William died on March 13, 1849, and was buried at Reading, leaving behind a legacy of tracts of land and copyhold properties leased out in Banbury and Marston.

The reverse side shows a fragment of the coat of arms of the city of Banbury - the sun shining with golden rays on an azure background. Circular legend, the motto of the city of Banderi: “DEUS. EST. NOBIS. SOL. ET. SCUTUM” (The Lord is the sun and shield for us).
Banbury, partly in Oxfordshire and partly in Northamptonshire, was founded by Queen Mary I 1516–1558 and its coat of arms was approved in 1584.
Excavations for the construction of an office building on Hennef Way in 2002 unearthed the remains of an Iron Age British settlement with round buildings built around 200 BC, as well as numerous remains of pottery. Later, in Wickham Park, the remains of a Roman villa were discovered.
At the end of the 5th century, the area was settled by the Saxons. According to the Anglo-Saxon chronicles, in 556 King Cynric and his son Cevlin (Cynric and Ceawlin) defeated the Britons at Beranburg (modern Banbury). By the middle of the 6th century, the city had become the center of an Anglo-Saxon settlement. During this period, the city developed under the influence of the Danish invasion, starting from the end of the 6th century.
In the Domesday Book, the city was rated at 50 guides * and belonged to the Diocese of Lincoln. The location at the junction of two ancient roads: Salt Way, used to transport salt and Bandery Lane for the sheep wool trade, ensured the prosperity of Banbury in the Middle Ages.
Banbury Castle was built in 1135 by Bishop Alexander of Lincoln and was used by King Stephen during the civil war of 1135-1154. Having survived several sieges during the English Revolution (English Civil War), the castle was completely destroyed in 1648. Later, the stones from the castle were used to build houses in the city.
The opening of the Oxford Canal from Hawkesbury to Banbury on 30 March 1778 gave the city a cheap and reliable supply of coal from Warwickshire. In 1787, a southward expansion of the canal began, opening on 1 January 1790 at Oxford. The canal's main construction yard was today's Tooley's Boatyard.

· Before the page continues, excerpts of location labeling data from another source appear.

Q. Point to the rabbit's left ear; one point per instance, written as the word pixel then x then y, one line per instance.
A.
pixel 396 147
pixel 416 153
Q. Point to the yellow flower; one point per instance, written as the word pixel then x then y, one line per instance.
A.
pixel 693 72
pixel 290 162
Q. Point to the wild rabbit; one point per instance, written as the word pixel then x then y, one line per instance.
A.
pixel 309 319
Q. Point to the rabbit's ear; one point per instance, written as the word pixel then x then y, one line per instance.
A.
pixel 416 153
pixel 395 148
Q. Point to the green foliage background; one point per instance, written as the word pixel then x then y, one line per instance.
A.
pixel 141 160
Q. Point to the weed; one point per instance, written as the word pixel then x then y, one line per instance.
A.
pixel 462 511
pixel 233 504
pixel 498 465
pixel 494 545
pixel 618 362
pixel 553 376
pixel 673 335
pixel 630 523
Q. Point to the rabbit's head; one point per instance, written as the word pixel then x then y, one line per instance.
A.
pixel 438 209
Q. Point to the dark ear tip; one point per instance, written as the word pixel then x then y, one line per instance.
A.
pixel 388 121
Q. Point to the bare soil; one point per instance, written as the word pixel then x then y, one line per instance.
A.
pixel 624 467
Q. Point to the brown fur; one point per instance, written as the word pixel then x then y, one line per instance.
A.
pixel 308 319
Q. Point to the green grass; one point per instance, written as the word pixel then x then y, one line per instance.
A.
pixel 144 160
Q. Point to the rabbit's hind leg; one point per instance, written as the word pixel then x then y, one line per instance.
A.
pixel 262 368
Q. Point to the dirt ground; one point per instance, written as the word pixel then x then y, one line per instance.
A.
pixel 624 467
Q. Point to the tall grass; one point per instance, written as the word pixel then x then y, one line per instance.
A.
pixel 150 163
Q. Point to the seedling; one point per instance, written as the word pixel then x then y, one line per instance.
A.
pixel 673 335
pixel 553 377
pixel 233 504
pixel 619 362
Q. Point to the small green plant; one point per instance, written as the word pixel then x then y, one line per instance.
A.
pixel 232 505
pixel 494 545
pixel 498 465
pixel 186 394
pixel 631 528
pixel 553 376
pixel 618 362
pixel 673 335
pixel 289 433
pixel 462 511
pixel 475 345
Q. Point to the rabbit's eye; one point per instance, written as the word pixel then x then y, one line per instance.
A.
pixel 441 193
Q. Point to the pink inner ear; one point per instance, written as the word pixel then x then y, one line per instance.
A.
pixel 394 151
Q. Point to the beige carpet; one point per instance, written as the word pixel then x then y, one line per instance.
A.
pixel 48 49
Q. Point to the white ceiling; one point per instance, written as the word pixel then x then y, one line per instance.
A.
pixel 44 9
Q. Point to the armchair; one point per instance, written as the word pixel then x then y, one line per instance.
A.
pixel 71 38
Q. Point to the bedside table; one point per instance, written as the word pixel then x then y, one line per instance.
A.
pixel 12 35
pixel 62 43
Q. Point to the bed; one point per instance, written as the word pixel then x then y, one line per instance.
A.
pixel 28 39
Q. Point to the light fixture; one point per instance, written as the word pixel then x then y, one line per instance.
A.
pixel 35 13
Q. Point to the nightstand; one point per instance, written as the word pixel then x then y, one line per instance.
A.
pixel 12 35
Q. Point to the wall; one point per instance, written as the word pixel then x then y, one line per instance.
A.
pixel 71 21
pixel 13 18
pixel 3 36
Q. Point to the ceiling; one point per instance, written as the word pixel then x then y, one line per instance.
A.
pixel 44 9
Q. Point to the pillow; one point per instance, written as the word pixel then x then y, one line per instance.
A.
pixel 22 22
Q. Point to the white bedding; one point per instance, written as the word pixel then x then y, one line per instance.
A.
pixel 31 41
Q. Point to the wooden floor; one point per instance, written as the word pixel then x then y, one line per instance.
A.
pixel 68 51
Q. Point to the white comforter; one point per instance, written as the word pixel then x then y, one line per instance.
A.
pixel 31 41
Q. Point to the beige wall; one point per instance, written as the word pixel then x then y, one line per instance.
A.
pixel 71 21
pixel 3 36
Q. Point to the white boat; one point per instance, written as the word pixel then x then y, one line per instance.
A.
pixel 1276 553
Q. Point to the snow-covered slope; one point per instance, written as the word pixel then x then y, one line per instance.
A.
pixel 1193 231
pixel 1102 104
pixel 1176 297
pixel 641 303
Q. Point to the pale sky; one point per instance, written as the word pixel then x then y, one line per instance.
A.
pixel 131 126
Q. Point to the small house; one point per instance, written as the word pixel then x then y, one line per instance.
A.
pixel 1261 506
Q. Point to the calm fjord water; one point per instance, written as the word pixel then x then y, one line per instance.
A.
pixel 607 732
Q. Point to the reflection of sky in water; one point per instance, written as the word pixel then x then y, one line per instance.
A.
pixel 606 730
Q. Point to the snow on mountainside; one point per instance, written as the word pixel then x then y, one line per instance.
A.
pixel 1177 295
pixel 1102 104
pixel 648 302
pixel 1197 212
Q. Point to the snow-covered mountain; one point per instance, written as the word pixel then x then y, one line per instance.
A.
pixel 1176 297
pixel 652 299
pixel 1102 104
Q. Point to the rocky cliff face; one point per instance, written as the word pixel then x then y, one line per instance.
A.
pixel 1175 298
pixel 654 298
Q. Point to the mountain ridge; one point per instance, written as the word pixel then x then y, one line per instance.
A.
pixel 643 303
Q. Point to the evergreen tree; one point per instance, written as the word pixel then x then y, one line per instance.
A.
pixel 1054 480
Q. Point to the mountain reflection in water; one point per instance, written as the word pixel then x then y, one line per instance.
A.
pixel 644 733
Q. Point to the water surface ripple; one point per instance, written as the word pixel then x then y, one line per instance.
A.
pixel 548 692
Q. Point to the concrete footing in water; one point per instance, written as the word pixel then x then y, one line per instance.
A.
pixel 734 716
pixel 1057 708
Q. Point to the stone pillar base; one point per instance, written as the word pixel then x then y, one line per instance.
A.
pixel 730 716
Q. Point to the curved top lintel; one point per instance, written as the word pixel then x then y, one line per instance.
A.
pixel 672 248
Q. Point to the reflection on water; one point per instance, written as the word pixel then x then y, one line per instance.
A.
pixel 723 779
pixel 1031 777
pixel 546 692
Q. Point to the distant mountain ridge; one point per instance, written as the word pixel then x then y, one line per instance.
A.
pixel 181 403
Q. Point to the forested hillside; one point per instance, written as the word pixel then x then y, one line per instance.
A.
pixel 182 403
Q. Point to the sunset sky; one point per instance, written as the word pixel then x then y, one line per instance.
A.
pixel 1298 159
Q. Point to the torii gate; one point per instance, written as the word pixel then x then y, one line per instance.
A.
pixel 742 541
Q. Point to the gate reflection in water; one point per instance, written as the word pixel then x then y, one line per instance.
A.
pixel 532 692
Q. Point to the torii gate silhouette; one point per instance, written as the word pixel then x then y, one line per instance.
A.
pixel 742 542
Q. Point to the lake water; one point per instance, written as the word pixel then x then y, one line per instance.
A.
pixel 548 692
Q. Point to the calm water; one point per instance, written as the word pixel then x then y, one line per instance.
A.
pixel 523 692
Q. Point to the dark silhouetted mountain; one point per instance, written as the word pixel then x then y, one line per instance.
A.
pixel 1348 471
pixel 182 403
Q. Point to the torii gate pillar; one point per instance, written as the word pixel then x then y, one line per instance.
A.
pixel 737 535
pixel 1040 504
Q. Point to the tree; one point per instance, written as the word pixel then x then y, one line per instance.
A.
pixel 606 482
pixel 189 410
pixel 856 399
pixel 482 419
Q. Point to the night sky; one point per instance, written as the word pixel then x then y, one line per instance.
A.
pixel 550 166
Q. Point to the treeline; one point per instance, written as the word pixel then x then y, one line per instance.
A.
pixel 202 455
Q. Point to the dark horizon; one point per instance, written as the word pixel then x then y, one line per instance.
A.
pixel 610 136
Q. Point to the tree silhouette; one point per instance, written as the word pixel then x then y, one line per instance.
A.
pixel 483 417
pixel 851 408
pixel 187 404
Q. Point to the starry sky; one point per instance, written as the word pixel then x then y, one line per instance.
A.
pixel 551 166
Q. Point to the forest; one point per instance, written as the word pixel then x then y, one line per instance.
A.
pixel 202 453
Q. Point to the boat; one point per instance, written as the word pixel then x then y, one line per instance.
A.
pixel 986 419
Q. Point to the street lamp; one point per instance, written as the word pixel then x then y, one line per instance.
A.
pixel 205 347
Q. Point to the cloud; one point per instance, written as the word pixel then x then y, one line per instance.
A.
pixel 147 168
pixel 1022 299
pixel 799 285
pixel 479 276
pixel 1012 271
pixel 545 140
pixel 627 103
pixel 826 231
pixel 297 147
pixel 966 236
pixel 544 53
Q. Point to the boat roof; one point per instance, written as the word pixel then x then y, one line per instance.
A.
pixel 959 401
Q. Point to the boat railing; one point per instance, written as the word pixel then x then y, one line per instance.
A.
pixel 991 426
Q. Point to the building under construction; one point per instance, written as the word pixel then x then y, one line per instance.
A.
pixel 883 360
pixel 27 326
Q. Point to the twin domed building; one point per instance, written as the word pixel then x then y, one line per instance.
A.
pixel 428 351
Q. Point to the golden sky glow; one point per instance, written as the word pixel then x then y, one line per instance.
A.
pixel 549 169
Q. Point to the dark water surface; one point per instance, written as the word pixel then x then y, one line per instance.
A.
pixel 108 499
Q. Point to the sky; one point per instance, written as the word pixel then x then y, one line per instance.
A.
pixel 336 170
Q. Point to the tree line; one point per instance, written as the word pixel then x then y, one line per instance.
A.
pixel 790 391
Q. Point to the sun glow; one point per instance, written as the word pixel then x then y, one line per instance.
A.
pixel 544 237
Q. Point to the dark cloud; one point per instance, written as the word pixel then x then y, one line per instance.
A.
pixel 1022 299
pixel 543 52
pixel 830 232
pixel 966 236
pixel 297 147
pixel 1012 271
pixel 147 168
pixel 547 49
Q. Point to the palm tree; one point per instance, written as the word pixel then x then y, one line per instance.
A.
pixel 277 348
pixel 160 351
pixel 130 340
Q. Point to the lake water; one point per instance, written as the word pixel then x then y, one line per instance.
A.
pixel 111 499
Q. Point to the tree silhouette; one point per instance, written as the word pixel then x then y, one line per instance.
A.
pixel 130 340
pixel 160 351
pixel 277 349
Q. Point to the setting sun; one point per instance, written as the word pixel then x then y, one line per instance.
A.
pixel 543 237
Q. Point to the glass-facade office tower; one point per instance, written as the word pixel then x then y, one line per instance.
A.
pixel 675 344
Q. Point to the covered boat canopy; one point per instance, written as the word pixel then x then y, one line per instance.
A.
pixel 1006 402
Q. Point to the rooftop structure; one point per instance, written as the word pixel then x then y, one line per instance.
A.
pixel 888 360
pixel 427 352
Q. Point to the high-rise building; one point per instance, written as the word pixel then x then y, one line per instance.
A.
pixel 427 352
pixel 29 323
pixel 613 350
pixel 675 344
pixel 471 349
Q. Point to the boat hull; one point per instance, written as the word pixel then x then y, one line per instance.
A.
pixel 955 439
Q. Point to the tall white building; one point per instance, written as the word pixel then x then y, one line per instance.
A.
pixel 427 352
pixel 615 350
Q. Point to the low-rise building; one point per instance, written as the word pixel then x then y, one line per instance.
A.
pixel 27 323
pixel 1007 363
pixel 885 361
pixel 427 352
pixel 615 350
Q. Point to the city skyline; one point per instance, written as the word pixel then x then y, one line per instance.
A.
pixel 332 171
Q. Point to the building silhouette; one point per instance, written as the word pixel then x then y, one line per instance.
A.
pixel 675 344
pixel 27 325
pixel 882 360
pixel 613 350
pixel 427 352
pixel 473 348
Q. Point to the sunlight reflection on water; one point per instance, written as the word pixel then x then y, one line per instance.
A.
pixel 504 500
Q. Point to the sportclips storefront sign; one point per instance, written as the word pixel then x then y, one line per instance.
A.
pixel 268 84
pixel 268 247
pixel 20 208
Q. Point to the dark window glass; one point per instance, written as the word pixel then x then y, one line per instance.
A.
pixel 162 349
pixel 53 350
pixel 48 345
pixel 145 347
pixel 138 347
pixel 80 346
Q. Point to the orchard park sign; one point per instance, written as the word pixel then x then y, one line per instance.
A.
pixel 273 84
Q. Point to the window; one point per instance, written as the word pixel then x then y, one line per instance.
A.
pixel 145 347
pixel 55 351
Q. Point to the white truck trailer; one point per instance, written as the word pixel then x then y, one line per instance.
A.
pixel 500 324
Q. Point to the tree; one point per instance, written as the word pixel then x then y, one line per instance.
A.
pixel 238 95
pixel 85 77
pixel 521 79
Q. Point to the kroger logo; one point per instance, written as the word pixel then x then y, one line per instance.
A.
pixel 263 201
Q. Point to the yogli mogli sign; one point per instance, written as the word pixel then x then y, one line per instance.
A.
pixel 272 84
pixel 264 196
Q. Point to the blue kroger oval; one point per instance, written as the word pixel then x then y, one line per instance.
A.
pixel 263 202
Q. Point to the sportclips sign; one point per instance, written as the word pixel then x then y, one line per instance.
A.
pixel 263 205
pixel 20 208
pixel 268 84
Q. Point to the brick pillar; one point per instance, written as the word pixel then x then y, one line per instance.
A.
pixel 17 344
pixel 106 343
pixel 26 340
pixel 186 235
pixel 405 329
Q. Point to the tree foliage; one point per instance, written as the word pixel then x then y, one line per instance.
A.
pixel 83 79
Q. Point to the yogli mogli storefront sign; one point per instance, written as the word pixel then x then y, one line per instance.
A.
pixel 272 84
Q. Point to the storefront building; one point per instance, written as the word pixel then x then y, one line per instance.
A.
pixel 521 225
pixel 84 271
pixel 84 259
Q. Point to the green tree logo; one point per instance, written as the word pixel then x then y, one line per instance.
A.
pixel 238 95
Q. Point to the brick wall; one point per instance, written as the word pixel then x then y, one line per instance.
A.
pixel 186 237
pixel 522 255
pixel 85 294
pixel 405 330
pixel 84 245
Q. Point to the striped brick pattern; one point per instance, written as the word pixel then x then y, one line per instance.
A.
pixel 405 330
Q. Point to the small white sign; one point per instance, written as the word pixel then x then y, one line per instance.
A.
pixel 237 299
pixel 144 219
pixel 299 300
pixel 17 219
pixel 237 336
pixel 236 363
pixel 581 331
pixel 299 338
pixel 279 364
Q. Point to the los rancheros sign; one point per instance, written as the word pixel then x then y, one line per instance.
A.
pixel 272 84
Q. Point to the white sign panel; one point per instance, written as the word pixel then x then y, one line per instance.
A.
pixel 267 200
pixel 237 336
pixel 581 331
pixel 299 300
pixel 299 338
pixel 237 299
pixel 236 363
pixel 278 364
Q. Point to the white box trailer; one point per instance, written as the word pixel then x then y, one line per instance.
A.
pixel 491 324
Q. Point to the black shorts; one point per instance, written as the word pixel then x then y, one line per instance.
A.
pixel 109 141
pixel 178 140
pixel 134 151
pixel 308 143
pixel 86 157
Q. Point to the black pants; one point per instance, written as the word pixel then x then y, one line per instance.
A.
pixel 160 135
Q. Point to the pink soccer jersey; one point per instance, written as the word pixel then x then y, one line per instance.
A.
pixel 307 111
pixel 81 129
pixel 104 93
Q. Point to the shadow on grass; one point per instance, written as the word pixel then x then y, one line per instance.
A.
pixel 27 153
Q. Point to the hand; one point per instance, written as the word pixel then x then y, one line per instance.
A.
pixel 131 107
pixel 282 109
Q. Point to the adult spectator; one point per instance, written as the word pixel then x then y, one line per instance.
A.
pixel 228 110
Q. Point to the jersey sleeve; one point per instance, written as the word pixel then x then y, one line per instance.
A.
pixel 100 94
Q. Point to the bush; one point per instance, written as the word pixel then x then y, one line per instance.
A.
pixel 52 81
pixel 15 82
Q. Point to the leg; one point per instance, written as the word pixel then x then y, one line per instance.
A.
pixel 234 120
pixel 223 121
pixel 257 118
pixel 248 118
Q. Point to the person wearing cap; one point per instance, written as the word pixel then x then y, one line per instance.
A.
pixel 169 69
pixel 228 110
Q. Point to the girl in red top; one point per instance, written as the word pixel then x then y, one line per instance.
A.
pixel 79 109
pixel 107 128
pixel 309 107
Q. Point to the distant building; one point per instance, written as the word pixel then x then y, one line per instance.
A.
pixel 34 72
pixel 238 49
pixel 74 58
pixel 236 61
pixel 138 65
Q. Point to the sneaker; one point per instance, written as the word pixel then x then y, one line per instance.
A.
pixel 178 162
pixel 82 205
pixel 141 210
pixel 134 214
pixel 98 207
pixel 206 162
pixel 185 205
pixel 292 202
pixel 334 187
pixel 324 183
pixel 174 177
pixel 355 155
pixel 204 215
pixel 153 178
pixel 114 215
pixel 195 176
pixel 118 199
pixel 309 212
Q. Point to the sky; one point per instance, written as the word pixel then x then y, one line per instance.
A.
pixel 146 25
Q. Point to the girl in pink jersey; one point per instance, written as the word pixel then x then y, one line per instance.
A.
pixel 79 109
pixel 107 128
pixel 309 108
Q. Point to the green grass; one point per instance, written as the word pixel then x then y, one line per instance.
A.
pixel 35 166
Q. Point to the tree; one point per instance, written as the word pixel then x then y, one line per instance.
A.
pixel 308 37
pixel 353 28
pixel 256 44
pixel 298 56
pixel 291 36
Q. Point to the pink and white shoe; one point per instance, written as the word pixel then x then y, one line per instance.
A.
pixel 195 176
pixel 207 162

Engraver: Arnold, producer: Latvich. 5 cwts released.

Jackson's Oxford Journal is an Oxford newspaper founded by Oxford University publisher William Jackson. The first issue appeared on May 5, 1753, and the last on December 29, 1900.
Hyde (eng. hide, Anglo-Saxon: hϊd or hiwisc; lat. carrucate) is a unit of land in Anglo-Saxon Britain (with the exception of Kent and the territories of Danish law). One guide was the amount of cultivated land sufficient to support one family of a free peasant (curl).